Rhys Trevan Morgan, Viscount Talfryn is a vampire with a mission. Another supernatural creature prowls the night leaving a trail of blood and gore in its wake that eventually leads him to London's East End and to the Barbary Coast dancehall. He doesn't need the distraction of coming to the aid of a young woman forced to strip and parade herself on stage for the voyeuristic pleasure of the club's wealthy patrons.

Soon, the momentary distraction becomes a craving Rhys can't resist and he wonders if the fair Lily will be the end of his frightful curse or the vehicle of his destruction.

This was a cute little story filled with light drama, an interesting twist and a heroine not afraid of what she needs to do to survive. Well, okay, she was a little skittish until a hero with an icy demeanor stepped in to even the odds. The by-play between the secondary characters was like a tennis-match and it kept the pages flipping.

Lily is the heroine. She’s not a typical heroine for the period romances I usually read. She’s not a governess, nor part of the ton. No, the leading lady is an orphan down on her luck and, way back then, a woman without a family or protector had little option for decent employment. The emphasis is on decent. The author’s set up of the environment that this little tale takes place in was well done. The despondent atmosphere came through loud and clear as well as Lily’s eventual acceptance of what she’d need to do if she wanted to eat. What I liked about her character was her feistiness. Even though she was trying to give herself a mental pep-talk about doing what she had to, her inherent goodness and sense of right and wrong still battled within her. She wasn’t broken yet and I liked that. The best thing about this story is that she didn’t have to completely let go of her principles, only her inhibitions. I found out that there’s a lot more chutzpah in Lily’s backbone than I at first believed. And, she has one heck of kick.

The man with the stiff and noble bearing is Talfryn. He’s an exercise in contradiction. At first he’s harsh, then there’s a hint of a thaw and then he gets all growly and intense. Well, more intense. He’s fighting a literal internal battle and the author came up with an awesome explanation of his condition. It made this tale all the more interesting because it means that perhaps there might be another story out there with an even bigger battle in the offing. As it was, in Dance Macabre the exploding conflict came at a time I least expected it. It sure made me sit up and take notice and I really enjoyed that. It was an unpleasant surprise for the protagonists but it sure made for some great reading for me.

The most romantic element was Lily’s eventual reaction and sacrifice on Talfryn’s behalf. That was very interesting, even if it was a bit bloody.

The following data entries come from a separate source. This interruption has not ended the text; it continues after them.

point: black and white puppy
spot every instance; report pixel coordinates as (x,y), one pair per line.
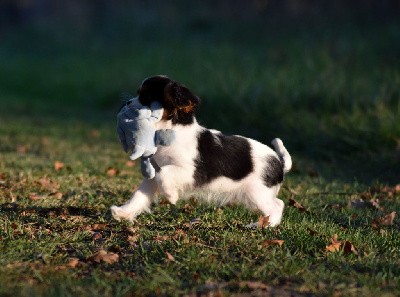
(236,168)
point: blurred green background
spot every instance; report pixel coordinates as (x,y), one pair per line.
(322,75)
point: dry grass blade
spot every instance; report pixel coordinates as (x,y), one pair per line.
(297,205)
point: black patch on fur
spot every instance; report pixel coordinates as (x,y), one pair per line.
(153,89)
(273,172)
(153,162)
(221,155)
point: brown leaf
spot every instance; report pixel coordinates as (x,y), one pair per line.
(263,222)
(47,184)
(103,256)
(57,195)
(335,244)
(375,203)
(34,196)
(358,203)
(348,248)
(97,236)
(297,205)
(312,232)
(73,262)
(187,208)
(253,285)
(133,239)
(97,227)
(170,257)
(94,133)
(58,165)
(22,149)
(112,171)
(269,242)
(388,219)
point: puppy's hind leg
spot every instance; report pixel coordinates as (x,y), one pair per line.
(264,198)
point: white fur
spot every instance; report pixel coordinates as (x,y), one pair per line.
(176,176)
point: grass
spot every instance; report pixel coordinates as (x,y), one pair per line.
(331,93)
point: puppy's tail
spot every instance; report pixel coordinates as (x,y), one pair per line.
(283,154)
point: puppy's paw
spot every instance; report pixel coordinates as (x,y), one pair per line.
(119,213)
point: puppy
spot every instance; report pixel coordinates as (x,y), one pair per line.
(236,168)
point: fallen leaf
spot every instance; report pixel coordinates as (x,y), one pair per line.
(312,232)
(269,242)
(375,203)
(73,262)
(160,238)
(388,219)
(133,239)
(187,208)
(103,256)
(58,165)
(348,248)
(57,195)
(47,184)
(194,221)
(22,149)
(97,227)
(358,203)
(94,133)
(297,205)
(263,222)
(170,257)
(253,285)
(34,196)
(335,244)
(112,172)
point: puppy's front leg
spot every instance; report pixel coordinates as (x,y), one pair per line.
(139,202)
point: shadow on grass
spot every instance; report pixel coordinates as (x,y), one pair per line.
(13,209)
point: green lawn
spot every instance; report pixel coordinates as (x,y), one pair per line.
(331,93)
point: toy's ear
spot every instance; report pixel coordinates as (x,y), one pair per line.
(180,99)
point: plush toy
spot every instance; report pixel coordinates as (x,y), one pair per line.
(138,135)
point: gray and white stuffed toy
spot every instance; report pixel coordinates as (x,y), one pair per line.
(138,135)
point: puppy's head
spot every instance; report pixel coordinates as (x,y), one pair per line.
(179,102)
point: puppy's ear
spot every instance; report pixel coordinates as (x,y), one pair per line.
(178,98)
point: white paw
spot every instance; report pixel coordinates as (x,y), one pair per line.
(119,213)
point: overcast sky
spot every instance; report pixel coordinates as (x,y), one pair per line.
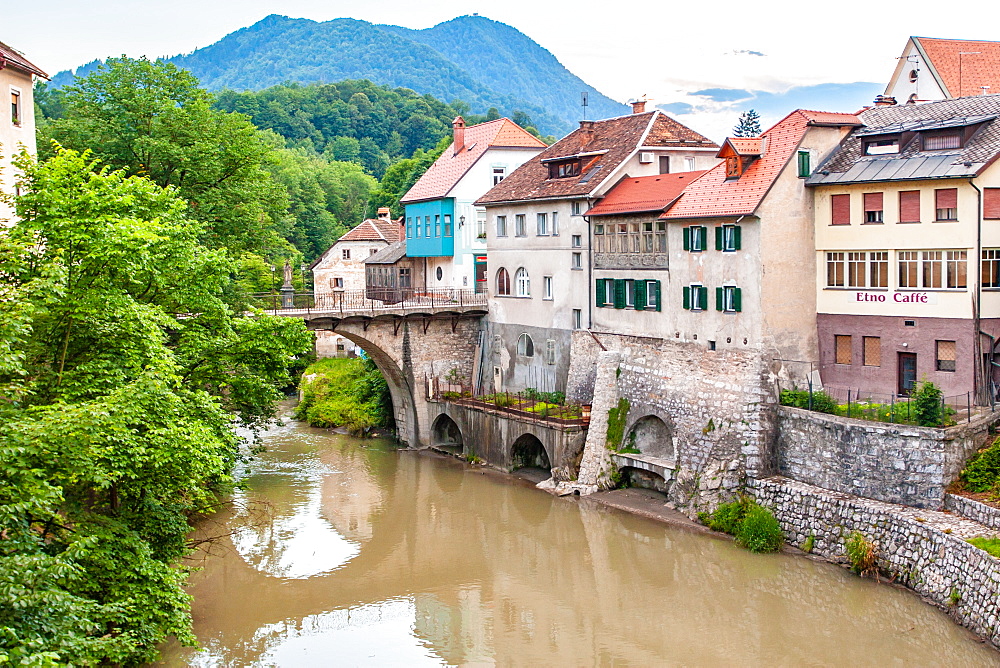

I also liked how it ended as it was filled with a combination of impressions: sweet, saucy, pragmatic, hopeful, a touch of shy and eventually a healthy dose of joy.

The editing was good, the pace brisk, and watching the hero and heroine come together was a delight. The villain wasn’t who I thought it would be but there was a point in the first altercation that makes made me question something that Talfryn revealed to Lily later in the story. Did the clothing protect him? Why didn’t it affect him earlier? These questions are being deliberately obtuse because I realize that if I ask what I really want to ask, it’d be a spoiler and I don’t want readers to miss out on the surprise. But there is something that seems amiss and I wonder if other readers will catch it too. No matter whether the answer is yes or no, the action and light drama really worked and I had a great time.

Dance Macabre is a compact book of action, surprise and spicy romance. The author’s descriptions provided a real feel for the ambiance of the dance house – depressing and resigned with a coating of false bravdo. Lily stuck out like a fish out of water and I was so happy to have Talfryn rescue her even if it was a bit unconventional in manner. I had fun, was entertained and enjoyed the hero’s fight with himself. Happily for both Lily and me, he lost and the rest was delicious reading. I’d recommend this short novella to paranormal romance readers in a heartbeat -– it has a little bit of the best of everything and is time well spent.